The vision folded without fading. It became part of the walls again, like a stain you can no longer scrub. Shen Yue swallowed, the sound loud in the quiet.

"He knew?" she asked.

Wu An stood. The light returned to his eyes by degrees, as if borrowed and reluctantly given back. "He thought he was paying in copper for a bridge," he said. "He did not ask where the bridge led."

Above them, a horn sounded in the distant streets, the note bending halfway as if the air disapproved. The court had begun to gather.

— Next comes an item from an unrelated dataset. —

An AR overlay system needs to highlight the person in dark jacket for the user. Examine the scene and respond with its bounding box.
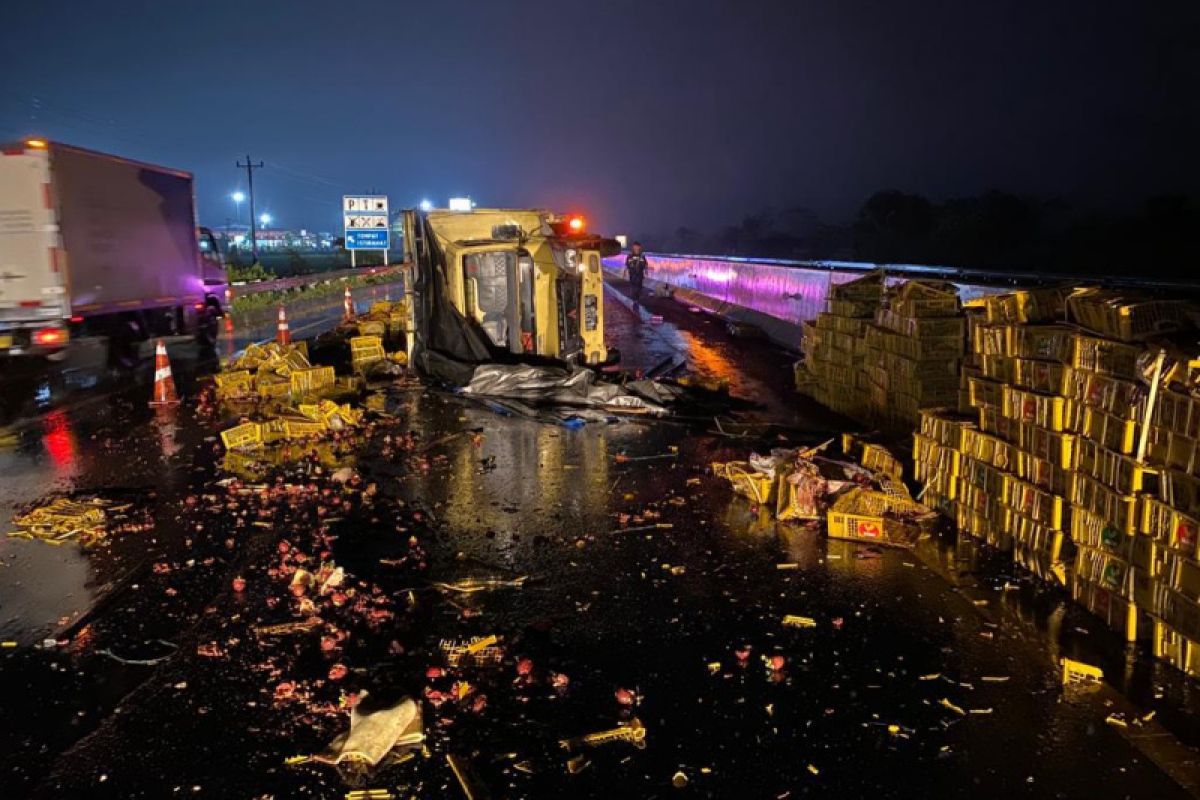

"We should go," Shen Yue said.

"No." He turned away from the basin. "Let them come to us. They have for years."

In the Lotus Hall, the banners of the He Lian Dynasty hung motionless in a current that moved everything else. The throne of melted bells gave off no sound. A dozen ministers had appeared again since dawn, smiling and speaking with their usual voices; their shadows did not match their hands.

Wu Jin sat very straight. If his right hand trembled on the arm of the throne, he held it until the tremor became the pose. Around him the hall seemed clean. The mosaics no longer shifted openly. The air tasted of pearled incense, courtly and civilized, as if smell itself could be reminded of manners.

An usher entered and went to his knees hard enough to bruise. "Your Majesty, a messenger from the River Hei."

Wu Jin's jaw tensed. "Admit him."

The messenger came in mud to the shin and dust to the eyebrow, a day's riding packed into each muscle. He bowed. The paper in his hands had been sealed three times; two seals were broken and the third had been repressed over the fracture. He offered it without looking up.

Wu Jin did not take it. "Speak."

"My lord," the messenger said, voice hoarse, "the line holds, but the river's gone strange. The men—" He stopped. His tongue knew the words and his throat refused them. "Dispatches will follow."

"From whom?" Wu Jin asked.

"From… from command." The messenger's shoulders shook once. Then, carefully, he added, "The Lord Protector sends his vow."

Wu Jin waved him backward. "Rest. Eat. Use your own hands."

The messenger went, leaving prints that filled with a thin sheen of light before drying.